A Journey into Data Science: Earning the White Coat

In this Knowledge Sharing article, Anthony Dutra explores the world of Data Science, the role it plays, and how you can be a part of it. A high-level description is provided of the key players (EMC, Greenplum, and Cloudera), tools (RStudio, Hadoop, HAWQ, etc.), and education (EMC Proven Professional, Cloudera certifications, etc.) necessary to become a Data Scientist.

Anthony begins his article by explaining what Data Science is and how it is applied in business today. This section will begin to dispel the idea of Data Science being only for someone who is strictly “good at math” to ease any tension associated with mathematics by simply and briefly breaking down the essential mathematics used in Data Science.

The second portion explains, in layman’s terms, some basic concepts in statistical modeling and how it can be used. Anthony then focuses on a few key tools from the Data Scientists Toolbox (RStudio, Hadoop, etc.), how one would go about downloading them, and brief instructions on how to use them. The goal is to make the first steps on the journey as simple as possible for the reader to start working and becoming comfortable with these tools and techniques.

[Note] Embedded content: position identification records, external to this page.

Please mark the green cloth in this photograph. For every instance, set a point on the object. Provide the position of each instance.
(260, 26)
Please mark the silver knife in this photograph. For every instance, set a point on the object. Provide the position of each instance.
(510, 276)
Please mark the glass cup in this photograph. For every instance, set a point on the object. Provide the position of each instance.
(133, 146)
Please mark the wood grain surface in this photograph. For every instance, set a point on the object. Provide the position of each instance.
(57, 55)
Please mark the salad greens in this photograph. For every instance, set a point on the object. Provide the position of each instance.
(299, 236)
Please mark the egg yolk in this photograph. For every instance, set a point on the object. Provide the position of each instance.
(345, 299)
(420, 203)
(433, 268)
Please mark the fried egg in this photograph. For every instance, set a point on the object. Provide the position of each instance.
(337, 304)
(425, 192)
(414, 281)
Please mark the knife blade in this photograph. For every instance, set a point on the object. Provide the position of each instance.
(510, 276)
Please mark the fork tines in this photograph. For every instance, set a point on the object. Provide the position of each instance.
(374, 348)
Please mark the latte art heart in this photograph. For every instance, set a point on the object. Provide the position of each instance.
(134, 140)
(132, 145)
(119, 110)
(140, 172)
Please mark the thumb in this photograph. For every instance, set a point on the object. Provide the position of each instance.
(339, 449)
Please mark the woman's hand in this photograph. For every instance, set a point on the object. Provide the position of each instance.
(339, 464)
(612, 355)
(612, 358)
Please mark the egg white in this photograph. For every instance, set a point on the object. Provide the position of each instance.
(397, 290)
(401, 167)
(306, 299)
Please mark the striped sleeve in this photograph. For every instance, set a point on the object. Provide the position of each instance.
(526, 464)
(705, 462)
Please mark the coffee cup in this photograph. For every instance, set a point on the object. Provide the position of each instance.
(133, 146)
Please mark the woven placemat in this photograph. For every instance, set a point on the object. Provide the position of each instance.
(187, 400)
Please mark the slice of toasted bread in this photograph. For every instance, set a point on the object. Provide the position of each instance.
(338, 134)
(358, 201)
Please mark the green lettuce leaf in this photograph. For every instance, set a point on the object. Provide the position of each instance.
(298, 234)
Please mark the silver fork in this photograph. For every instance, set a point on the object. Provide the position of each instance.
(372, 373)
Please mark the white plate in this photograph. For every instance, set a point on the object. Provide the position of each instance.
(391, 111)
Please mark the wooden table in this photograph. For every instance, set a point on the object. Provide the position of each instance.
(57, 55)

The article concludes with the education path one would take if they wished to pursue Data Science as a profession. This section mentions industry standard certification tracks, massive open online courses (MOOC) as well as traditional Instructor-led Training courses, and websites that beginners or enthusiasts may want to research to become more familiar with Data Science.

This article aims to inspire those who have an interest in Data Science to take their first steps. It will reinforce the notion that it’s not a job just for the mathematical elite. Data Scientists are unique individuals that push the boundary of machine and human learning in an effort to discover what can’t be seen by others. This article will make the reader feel that they can be a part of that.